Monthly Archives: January 2009
The Day Before I Was Born
Published by Seventh Quarry magazine, January 2010
My mother told me this. When she woke
it was already hot, beads of sweat clung
to her lower lip. My father bought her
a glass of juice and waited while she dressed
in a yellow slip, pinned her hair with tortoise-shell
combs. Before breakfast they walked round
the indian, the name the villagers had given
the route that happened to pass
Vikram Seth’s cottage. My mother had hayfever,
the roads thinned with the heavy overhanging
clumps of cow-parsley.
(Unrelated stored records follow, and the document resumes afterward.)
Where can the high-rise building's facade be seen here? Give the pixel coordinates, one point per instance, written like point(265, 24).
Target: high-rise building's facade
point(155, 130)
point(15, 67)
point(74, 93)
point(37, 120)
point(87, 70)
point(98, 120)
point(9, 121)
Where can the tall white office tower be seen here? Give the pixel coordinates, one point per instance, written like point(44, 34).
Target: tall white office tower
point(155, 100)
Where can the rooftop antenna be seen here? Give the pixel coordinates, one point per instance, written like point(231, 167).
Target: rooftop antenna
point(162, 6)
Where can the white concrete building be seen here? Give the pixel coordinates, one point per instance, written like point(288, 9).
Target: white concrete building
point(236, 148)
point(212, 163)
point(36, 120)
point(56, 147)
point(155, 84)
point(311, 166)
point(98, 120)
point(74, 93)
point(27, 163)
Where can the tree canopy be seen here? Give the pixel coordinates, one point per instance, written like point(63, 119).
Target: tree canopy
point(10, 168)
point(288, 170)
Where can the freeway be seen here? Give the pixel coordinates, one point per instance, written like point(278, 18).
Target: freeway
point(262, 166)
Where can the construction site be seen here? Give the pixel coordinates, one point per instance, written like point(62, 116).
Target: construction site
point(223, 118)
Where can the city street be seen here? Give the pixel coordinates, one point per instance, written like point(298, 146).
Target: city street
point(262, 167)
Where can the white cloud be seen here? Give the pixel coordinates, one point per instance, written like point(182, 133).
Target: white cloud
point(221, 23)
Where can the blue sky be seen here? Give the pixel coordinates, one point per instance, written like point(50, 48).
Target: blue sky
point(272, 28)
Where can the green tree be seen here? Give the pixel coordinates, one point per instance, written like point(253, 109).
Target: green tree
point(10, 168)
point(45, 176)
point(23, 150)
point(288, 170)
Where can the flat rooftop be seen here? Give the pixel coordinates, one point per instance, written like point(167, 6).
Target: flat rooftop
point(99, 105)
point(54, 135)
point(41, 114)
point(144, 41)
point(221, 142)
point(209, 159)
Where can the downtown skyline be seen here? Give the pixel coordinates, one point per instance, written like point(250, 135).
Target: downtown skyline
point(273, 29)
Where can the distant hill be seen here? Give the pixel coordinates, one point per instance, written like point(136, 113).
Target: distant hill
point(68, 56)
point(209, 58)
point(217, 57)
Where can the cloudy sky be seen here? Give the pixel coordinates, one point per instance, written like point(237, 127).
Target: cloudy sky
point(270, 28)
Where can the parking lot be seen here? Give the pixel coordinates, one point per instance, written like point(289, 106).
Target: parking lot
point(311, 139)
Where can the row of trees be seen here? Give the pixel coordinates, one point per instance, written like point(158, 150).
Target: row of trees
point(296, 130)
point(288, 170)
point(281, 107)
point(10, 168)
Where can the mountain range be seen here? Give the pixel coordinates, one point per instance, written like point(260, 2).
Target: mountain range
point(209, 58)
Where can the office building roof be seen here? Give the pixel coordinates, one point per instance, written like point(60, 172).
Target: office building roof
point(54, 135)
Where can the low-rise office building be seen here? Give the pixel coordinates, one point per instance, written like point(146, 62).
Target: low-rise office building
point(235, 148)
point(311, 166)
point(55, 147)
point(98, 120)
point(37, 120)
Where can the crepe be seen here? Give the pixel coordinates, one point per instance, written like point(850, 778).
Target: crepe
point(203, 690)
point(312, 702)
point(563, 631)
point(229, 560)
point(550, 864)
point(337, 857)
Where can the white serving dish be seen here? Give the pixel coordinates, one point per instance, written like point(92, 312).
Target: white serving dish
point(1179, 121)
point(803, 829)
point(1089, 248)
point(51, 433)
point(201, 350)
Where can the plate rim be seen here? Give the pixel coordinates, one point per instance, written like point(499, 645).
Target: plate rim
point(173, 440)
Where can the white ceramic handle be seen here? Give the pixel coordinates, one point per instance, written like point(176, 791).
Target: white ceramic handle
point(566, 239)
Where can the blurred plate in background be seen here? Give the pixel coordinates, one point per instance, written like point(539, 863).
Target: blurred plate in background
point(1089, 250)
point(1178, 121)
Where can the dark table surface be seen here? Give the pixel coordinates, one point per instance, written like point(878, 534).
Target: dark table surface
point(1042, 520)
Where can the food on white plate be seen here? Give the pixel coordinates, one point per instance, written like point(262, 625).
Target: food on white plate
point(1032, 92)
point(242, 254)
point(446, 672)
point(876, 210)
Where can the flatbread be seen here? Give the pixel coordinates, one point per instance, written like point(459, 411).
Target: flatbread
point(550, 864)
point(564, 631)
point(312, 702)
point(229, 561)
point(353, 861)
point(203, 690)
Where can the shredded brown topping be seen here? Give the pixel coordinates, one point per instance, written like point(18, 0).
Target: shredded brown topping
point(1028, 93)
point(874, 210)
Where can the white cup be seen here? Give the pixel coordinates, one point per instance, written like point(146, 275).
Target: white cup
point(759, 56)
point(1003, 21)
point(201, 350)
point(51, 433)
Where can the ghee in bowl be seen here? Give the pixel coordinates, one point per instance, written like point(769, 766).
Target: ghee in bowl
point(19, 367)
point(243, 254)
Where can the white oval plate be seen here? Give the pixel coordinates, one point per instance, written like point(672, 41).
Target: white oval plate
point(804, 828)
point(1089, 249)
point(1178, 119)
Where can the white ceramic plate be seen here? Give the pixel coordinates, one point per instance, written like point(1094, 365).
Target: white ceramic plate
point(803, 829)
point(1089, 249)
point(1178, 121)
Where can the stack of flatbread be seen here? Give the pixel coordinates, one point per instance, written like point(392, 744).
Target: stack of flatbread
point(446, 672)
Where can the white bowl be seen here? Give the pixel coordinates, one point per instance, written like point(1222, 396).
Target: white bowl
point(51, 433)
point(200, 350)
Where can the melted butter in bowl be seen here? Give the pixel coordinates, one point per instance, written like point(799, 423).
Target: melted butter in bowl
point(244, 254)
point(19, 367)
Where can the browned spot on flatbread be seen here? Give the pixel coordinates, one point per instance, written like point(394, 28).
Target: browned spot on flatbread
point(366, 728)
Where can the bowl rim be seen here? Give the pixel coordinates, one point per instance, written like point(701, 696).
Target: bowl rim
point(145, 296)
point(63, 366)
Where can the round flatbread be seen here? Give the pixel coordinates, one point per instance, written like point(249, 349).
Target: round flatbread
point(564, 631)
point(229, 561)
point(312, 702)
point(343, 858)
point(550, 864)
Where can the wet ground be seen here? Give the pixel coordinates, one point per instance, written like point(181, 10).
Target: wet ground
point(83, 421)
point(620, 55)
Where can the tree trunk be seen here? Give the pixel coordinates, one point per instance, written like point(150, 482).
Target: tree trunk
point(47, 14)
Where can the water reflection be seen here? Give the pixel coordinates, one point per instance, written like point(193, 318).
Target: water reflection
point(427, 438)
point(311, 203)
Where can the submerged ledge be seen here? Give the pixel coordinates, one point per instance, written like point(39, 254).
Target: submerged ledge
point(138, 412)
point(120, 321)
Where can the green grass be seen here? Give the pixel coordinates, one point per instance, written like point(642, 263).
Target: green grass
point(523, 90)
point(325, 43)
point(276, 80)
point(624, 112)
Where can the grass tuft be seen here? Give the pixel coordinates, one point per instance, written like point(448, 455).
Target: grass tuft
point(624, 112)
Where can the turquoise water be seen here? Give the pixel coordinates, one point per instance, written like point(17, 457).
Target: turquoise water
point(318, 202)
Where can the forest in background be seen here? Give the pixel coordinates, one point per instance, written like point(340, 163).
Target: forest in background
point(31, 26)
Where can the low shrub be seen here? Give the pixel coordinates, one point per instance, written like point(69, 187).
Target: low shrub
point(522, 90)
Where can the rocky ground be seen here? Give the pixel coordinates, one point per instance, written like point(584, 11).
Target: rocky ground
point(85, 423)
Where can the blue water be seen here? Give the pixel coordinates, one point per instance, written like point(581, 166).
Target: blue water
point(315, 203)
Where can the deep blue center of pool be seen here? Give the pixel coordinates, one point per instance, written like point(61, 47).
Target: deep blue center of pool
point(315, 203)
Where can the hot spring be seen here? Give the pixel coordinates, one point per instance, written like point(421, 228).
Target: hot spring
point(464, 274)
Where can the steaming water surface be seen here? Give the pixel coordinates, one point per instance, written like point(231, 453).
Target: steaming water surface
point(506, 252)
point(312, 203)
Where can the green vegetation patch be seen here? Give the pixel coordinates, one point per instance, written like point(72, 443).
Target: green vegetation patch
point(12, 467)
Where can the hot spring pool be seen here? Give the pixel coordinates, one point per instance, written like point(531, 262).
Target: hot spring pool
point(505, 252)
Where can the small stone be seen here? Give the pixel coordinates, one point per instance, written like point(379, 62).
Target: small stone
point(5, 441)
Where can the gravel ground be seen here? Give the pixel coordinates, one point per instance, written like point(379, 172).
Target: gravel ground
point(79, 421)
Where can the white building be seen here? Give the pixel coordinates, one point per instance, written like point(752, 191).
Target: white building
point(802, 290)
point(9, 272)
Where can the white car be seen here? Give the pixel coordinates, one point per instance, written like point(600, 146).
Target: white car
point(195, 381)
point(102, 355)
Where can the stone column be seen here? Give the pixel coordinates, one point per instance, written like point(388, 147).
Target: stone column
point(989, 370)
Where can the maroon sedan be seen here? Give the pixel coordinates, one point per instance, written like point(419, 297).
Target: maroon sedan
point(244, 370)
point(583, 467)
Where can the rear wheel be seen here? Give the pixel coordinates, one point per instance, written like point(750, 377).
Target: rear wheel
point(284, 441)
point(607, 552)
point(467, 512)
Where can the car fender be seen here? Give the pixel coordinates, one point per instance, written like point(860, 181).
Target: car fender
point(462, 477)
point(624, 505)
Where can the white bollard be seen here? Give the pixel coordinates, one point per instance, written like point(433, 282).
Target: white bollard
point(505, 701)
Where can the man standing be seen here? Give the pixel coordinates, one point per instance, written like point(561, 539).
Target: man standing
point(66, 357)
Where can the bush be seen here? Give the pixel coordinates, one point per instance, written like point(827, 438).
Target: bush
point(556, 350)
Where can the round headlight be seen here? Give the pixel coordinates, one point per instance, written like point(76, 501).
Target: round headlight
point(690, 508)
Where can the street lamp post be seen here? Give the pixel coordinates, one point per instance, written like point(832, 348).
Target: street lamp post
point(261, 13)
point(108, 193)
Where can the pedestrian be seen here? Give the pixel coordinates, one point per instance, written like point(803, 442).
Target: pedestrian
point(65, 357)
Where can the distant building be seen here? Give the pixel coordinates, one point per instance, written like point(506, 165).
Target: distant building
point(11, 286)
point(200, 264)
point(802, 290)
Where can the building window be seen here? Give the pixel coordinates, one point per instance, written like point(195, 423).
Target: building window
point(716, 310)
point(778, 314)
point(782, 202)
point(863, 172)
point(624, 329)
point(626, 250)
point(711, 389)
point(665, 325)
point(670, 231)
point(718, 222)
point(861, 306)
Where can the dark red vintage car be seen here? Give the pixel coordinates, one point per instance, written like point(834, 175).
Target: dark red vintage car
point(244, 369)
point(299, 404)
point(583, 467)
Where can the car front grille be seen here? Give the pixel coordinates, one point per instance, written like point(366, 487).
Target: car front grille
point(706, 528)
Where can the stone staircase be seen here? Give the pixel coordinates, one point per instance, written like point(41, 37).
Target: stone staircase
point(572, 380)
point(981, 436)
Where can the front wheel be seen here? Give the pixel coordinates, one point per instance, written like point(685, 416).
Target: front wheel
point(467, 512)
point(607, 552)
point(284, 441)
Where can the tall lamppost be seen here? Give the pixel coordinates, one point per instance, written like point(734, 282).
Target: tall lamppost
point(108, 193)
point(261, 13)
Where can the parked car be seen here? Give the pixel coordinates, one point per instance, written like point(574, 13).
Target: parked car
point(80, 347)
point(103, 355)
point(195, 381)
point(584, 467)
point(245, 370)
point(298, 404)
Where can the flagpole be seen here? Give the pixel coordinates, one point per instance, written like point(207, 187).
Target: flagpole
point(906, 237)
She wore the pale suede moccasins
she’d bought after reading Hiawatha, said she felt
so big that when they reached home she lay on
her back under the thatched verandah watching
the daylight moving clouds of dust into the hall, said
the light was clear and glassy green like looking up
from the bottom of a swimming pool to the
surface. Her name for me had been Maeve that day,
or Timothy, depending, but she’d have liked
Maeve. She wrote a shopping list as my father took
a photograph; she was laughing, trying to
write with a pen in her mouth, in one arm a
Siamese, in the other a Russian blue, says
perhaps everything was heightened by expectation
but she can still remember the sharp taste
of mango; the smell of the pencils she had
sharpened, the thin spirals of wood
curling in the sun. As it darkened towards
evening she saw the flash of the silver-tipped wings
of a wood owl, its low little hoots drifting
up from the edge of the moonlit valley.